Elle hocha la tête, puis baissa le ton :
– Tu n’as rien dit, hein ? À personne ?
Il parut embarrassé.
– Ah, je n’ai pas rêvé, alors… Mais je t’ai promis que je ne dirai rien. Il n’y a que nous deux au courant. Par contre, j’attends tes explications.
– Oui, oui… Tu es libre ce soir ?
– Demain, si tu veux, proposa le garçon.
– Va pour demain, accepta la jeune fille. Tu viens chez moi après les cours ?
– Ça marche.
Ils se sourirent, puis Edwin dut s’en aller : il avait éducation sportive et devait vite se rendre au gymnase. Il s’éloigna tandis qu’Elyne rejoignait le petit groupe. Elle s’arrêta en voyant la tête de ses amis. Tous la dévisageaient avec surprise. Anaïs prit la parole en première :
– Tu sors avec lui ?
La jeune fille haussa les épaules.
– Mais depuis quand ?
– Vendredi soir, je pense.
– Comment ça, « je pense » ? Tu viens de l’embrasser !
– Ah, notre Chef’taine est en couple ! s’exclama Loïc en riant.
Elyne poussa un soupir faussement excédé, bien qu’amusée par leur réaction et surtout, par le surnom qu’on lui avait attribué, qui visiblement ne s’était pas perdu avec les vacances.

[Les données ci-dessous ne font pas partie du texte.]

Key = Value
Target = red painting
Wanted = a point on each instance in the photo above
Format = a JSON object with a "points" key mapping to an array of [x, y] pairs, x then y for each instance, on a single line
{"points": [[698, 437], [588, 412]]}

– b***e de commères, lâcha-t-elle avec un sourire.
Elle tourna les talons et fit mine de s’en aller.
Vendredi soir, après l’attaque des groöls, ils étaient retournés chez le garçon. Celui-ci n’avait rien, hormis quelques bleus qui partiraient rapidement. Elyne, elle, était persuadée d’avoir été gravement blessée au bras et à la jambe, mais étrangement, elle n’avait plus mal. En soulevant son jean, elle avait remarqué que sa jambe avait été soigneusement bandée, tout comme son bras. Plus aucune trace de sang. Elle s’était inquiétée : elle ne se souvenait pas qu’on l’ait guérie, ni qu’elle se soit soignée seule.
Ils étaient restés longtemps dans la chambre du garçon, elle lui avait fait promettre maintes et maintes fois de ne rien dire, de tout garder pour lui. Il lui avait demandé comment elle avait fait pour envoyer des boules colorées et du feu – de la magie ? – sur les bêtes, mais Elyne n’avait pas voulu répondre, le laissant dans le doute.
Elle passa le reste de la journée à tenter d’esquiver les questions que le groupe lui lançait, surtout Anaïs. Lorsqu’ils se quittèrent le soir et rentrèrent chez eux chacun de leur côté, bien qu’elle soit à pied avec Théo, celui-ci ne fit aucun commentaire. Elle lui demanda s’il voulait bien qu’ils se rejoignent devant les grilles du Palais du Crépuscule, le lendemain soir, pour discuter plus tranquillement. Il accepta d’un hochement de tête, sans un mot. Elle le raccompagna jusqu’à l’entrée de sa maison, lui fit signe avant qu’il ne ferme la porte, et partit chez elle. Comme bien souvent, la demeure était vide lorsqu’elle arriva. Ses parents étaient encore sur leur lieu de travail. En passant devant le miroir du couloir, Elyne fit une grimace, comme à son habitude, puis s’installa sur la table du salon. La porte d’entrée s’ouvrit, mais elle ne bougea pas : ce n’était que Bluter qui venait d’arriver. D’un bond, il vint se percher sur ses genoux. La jeune fille le caressa machinalement, songeuse : comment allait-elle dévoiler l’existence du monde d’Emreë à Edwin ?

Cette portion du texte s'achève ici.